Ketika Lenny, perempuan Dayak Iban di pedalaman Kalimantan Barat, mengenang masa kecilnya –di mana hutan adalah rumah, sumber hidup, dan tempat bermain– ia tak pernah membayangkan bahwa dalam sekejap, semuanya akan hilang.
Sebuah perusahaan sawit datang membawa surat izin, lalu membawa pergi hutan, air, udara, dan akhirnya, kehidupan yang diwariskan nenek moyangnya.
Apa yang terjadi di tanah Dayak bukan sekadar pergeseran ruang hidup. Ia adalah perampasan identitas. Ketika komunitas adat dipaksa meninggalkan tanah leluhurnya, bukan hanya batang pohon yang ditebang, tetapi juga akar-akar budaya, nilai-nilai spiritual, dan kearifan lokal yang telah hidup berabad-abad.

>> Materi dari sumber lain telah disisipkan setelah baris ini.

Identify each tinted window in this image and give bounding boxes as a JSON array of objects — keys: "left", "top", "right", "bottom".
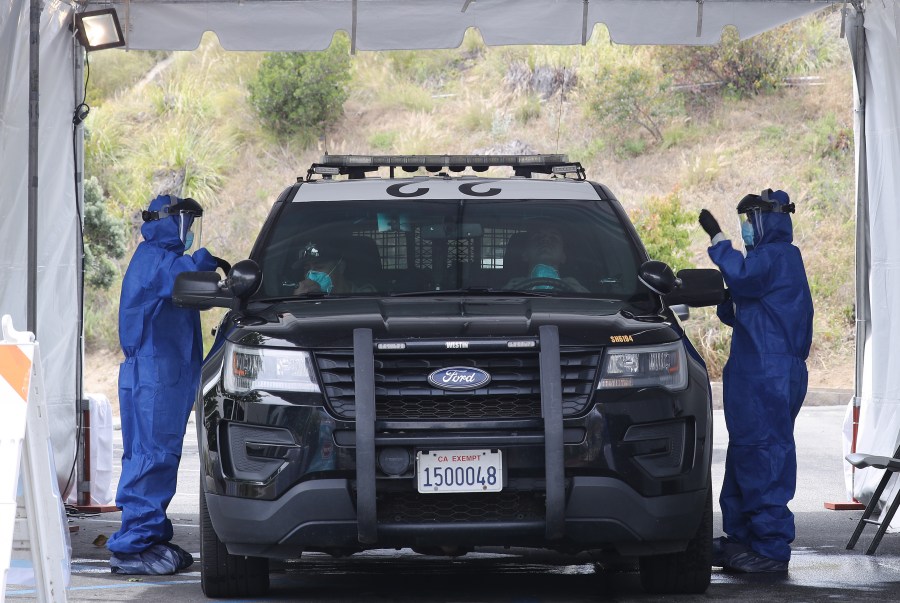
[{"left": 254, "top": 198, "right": 645, "bottom": 301}]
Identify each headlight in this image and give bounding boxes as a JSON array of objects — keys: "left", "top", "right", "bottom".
[
  {"left": 597, "top": 341, "right": 687, "bottom": 392},
  {"left": 223, "top": 342, "right": 321, "bottom": 394}
]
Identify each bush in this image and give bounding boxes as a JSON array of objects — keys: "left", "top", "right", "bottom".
[
  {"left": 586, "top": 63, "right": 681, "bottom": 144},
  {"left": 83, "top": 176, "right": 127, "bottom": 289},
  {"left": 655, "top": 23, "right": 807, "bottom": 99},
  {"left": 629, "top": 189, "right": 696, "bottom": 273},
  {"left": 248, "top": 35, "right": 351, "bottom": 137}
]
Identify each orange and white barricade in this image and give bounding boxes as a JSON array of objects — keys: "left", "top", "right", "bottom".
[{"left": 1, "top": 315, "right": 68, "bottom": 603}]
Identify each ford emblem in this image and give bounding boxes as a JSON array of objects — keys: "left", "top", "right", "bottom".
[{"left": 427, "top": 367, "right": 491, "bottom": 391}]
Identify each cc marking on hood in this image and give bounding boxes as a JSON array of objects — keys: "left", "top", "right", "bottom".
[{"left": 427, "top": 367, "right": 491, "bottom": 391}]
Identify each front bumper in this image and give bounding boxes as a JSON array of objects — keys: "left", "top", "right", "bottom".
[{"left": 208, "top": 476, "right": 708, "bottom": 558}]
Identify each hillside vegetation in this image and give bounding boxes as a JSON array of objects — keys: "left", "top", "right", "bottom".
[{"left": 82, "top": 9, "right": 856, "bottom": 407}]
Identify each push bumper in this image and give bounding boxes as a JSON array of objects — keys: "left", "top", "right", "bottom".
[{"left": 207, "top": 476, "right": 707, "bottom": 558}]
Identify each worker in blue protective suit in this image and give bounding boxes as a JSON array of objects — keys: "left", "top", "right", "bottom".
[
  {"left": 698, "top": 189, "right": 813, "bottom": 574},
  {"left": 108, "top": 194, "right": 229, "bottom": 575}
]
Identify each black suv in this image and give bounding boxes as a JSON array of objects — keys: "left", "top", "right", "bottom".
[{"left": 174, "top": 155, "right": 726, "bottom": 598}]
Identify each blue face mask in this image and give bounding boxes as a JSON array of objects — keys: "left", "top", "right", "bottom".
[
  {"left": 184, "top": 231, "right": 194, "bottom": 251},
  {"left": 306, "top": 270, "right": 334, "bottom": 294},
  {"left": 529, "top": 264, "right": 559, "bottom": 290},
  {"left": 530, "top": 264, "right": 560, "bottom": 279},
  {"left": 741, "top": 222, "right": 755, "bottom": 247}
]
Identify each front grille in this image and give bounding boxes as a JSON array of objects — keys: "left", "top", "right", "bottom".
[
  {"left": 377, "top": 491, "right": 545, "bottom": 523},
  {"left": 315, "top": 349, "right": 601, "bottom": 420}
]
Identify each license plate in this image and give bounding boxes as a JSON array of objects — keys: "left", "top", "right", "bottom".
[{"left": 416, "top": 449, "right": 503, "bottom": 493}]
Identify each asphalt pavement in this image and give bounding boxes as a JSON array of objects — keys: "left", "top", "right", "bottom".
[{"left": 6, "top": 402, "right": 900, "bottom": 602}]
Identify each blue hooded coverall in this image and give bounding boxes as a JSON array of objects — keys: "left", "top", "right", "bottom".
[
  {"left": 107, "top": 195, "right": 216, "bottom": 554},
  {"left": 707, "top": 190, "right": 813, "bottom": 563}
]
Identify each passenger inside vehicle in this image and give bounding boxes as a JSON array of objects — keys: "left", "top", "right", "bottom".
[
  {"left": 292, "top": 238, "right": 378, "bottom": 295},
  {"left": 503, "top": 225, "right": 589, "bottom": 292}
]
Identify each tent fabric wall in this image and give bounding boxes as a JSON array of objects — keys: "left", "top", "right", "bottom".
[
  {"left": 849, "top": 0, "right": 900, "bottom": 516},
  {"left": 86, "top": 0, "right": 826, "bottom": 51},
  {"left": 0, "top": 0, "right": 78, "bottom": 495}
]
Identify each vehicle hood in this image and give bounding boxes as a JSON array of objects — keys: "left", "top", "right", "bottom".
[{"left": 227, "top": 297, "right": 681, "bottom": 349}]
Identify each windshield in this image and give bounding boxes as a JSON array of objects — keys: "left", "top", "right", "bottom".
[{"left": 254, "top": 196, "right": 649, "bottom": 305}]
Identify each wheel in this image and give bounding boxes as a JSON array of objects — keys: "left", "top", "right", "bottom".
[
  {"left": 638, "top": 485, "right": 713, "bottom": 594},
  {"left": 199, "top": 489, "right": 270, "bottom": 598},
  {"left": 512, "top": 276, "right": 576, "bottom": 291}
]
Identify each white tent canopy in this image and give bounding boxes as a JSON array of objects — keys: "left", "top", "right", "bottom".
[
  {"left": 89, "top": 0, "right": 825, "bottom": 50},
  {"left": 2, "top": 0, "right": 895, "bottom": 508}
]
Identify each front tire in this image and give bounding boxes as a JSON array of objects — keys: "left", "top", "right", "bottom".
[
  {"left": 199, "top": 489, "right": 270, "bottom": 598},
  {"left": 638, "top": 485, "right": 713, "bottom": 594}
]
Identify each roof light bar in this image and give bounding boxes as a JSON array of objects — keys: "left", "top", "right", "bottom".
[
  {"left": 306, "top": 154, "right": 585, "bottom": 181},
  {"left": 318, "top": 154, "right": 569, "bottom": 168}
]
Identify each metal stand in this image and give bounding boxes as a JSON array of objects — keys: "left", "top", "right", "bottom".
[{"left": 845, "top": 443, "right": 900, "bottom": 555}]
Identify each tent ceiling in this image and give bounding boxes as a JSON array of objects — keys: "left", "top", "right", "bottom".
[{"left": 84, "top": 0, "right": 835, "bottom": 51}]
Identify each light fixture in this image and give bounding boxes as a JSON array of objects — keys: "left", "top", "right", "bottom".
[{"left": 74, "top": 8, "right": 125, "bottom": 51}]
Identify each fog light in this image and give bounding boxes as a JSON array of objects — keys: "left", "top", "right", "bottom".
[{"left": 378, "top": 447, "right": 410, "bottom": 476}]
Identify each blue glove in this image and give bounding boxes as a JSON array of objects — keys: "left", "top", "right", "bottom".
[{"left": 191, "top": 247, "right": 217, "bottom": 271}]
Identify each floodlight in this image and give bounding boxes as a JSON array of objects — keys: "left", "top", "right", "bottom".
[{"left": 74, "top": 8, "right": 125, "bottom": 51}]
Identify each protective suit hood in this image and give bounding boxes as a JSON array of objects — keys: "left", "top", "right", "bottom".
[
  {"left": 141, "top": 195, "right": 189, "bottom": 253},
  {"left": 754, "top": 190, "right": 793, "bottom": 247}
]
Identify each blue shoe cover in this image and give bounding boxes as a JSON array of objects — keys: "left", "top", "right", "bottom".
[
  {"left": 110, "top": 543, "right": 182, "bottom": 575},
  {"left": 160, "top": 541, "right": 194, "bottom": 571},
  {"left": 724, "top": 550, "right": 789, "bottom": 573},
  {"left": 711, "top": 536, "right": 749, "bottom": 567}
]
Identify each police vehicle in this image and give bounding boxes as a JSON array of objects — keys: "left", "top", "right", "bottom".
[{"left": 173, "top": 154, "right": 726, "bottom": 598}]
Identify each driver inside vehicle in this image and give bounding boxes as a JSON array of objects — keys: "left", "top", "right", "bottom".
[
  {"left": 293, "top": 240, "right": 376, "bottom": 295},
  {"left": 503, "top": 225, "right": 589, "bottom": 292}
]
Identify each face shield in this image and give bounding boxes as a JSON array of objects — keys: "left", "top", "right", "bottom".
[
  {"left": 735, "top": 189, "right": 795, "bottom": 252},
  {"left": 737, "top": 210, "right": 762, "bottom": 250},
  {"left": 142, "top": 197, "right": 203, "bottom": 250},
  {"left": 177, "top": 213, "right": 202, "bottom": 251}
]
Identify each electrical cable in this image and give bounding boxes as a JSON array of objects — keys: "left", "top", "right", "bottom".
[{"left": 64, "top": 36, "right": 91, "bottom": 506}]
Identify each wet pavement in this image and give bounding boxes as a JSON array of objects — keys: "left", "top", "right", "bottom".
[{"left": 6, "top": 405, "right": 900, "bottom": 602}]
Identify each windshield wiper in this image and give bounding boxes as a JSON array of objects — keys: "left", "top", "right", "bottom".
[{"left": 619, "top": 308, "right": 665, "bottom": 322}]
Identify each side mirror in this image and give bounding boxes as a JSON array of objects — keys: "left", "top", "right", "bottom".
[
  {"left": 173, "top": 271, "right": 231, "bottom": 310},
  {"left": 227, "top": 259, "right": 263, "bottom": 300},
  {"left": 172, "top": 259, "right": 264, "bottom": 311},
  {"left": 664, "top": 268, "right": 727, "bottom": 307},
  {"left": 638, "top": 260, "right": 680, "bottom": 296}
]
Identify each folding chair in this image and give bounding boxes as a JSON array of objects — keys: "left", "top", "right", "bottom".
[{"left": 845, "top": 442, "right": 900, "bottom": 555}]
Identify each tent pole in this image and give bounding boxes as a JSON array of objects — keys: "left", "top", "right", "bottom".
[
  {"left": 74, "top": 45, "right": 89, "bottom": 509},
  {"left": 850, "top": 4, "right": 870, "bottom": 491},
  {"left": 27, "top": 0, "right": 40, "bottom": 333}
]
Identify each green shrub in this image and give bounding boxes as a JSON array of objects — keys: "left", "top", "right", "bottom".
[
  {"left": 653, "top": 14, "right": 839, "bottom": 100},
  {"left": 248, "top": 35, "right": 351, "bottom": 137},
  {"left": 83, "top": 176, "right": 127, "bottom": 289},
  {"left": 515, "top": 95, "right": 543, "bottom": 124},
  {"left": 629, "top": 189, "right": 696, "bottom": 273},
  {"left": 369, "top": 131, "right": 397, "bottom": 151},
  {"left": 586, "top": 63, "right": 681, "bottom": 144}
]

Masyarakat Dayak Iban dan komunitas adat lainnya di Nusantara tidak pernah melihat hutan hanya sebagai tumpukan kayu atau lahan potensial untuk keuntungan ekonomi.
Bagi mereka, hutan adalah ibu. Di sanalah mereka berburu, bertani, menyembuhkan sakit, hingga menafsir tanda-tanda alam. Hutan bukan sumber daya –ia adalah saudara.

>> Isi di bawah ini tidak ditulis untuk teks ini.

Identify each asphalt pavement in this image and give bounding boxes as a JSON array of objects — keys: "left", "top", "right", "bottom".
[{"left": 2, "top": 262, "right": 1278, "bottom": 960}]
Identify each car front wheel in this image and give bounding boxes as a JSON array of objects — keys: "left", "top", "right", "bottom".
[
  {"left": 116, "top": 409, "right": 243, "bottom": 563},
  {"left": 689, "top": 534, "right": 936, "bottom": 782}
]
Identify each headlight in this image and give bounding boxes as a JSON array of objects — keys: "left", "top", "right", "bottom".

Ketika izin usaha sawit datang tanpa musyawarah, tanpa persetujuan bebas dan diinformasikan (FPIC), itu bukan hanya bentuk ketidakadilan, tapi juga penghinaan terhadap eksistensi manusia.
Mereka kehilangan air bersih, sungai yang dulunya jernih menjadi keruh oleh erosi dan limbah. Anak-anak tidak lagi bisa bermain di antara pepohonan, perempuan harus berjalan jauh mencari air bersih, dan laki-laki kehilangan ladang-ladang untuk berburu dan bertani.
Yang lebih menyakitkan, semua ini terjadi atas nama “pembangunan”. Ironis. Pembangunan bagi siapa? Untuk siapa tanah-tanah itu dibuka, jika pemilik sahnya justru diusir dan hidup dalam tenda plastik, seperti Orang Rimba di Jambi yang sekarang menggantungkan hidup di sela-sela kebun sawit yang tak bisa mereka sentuh?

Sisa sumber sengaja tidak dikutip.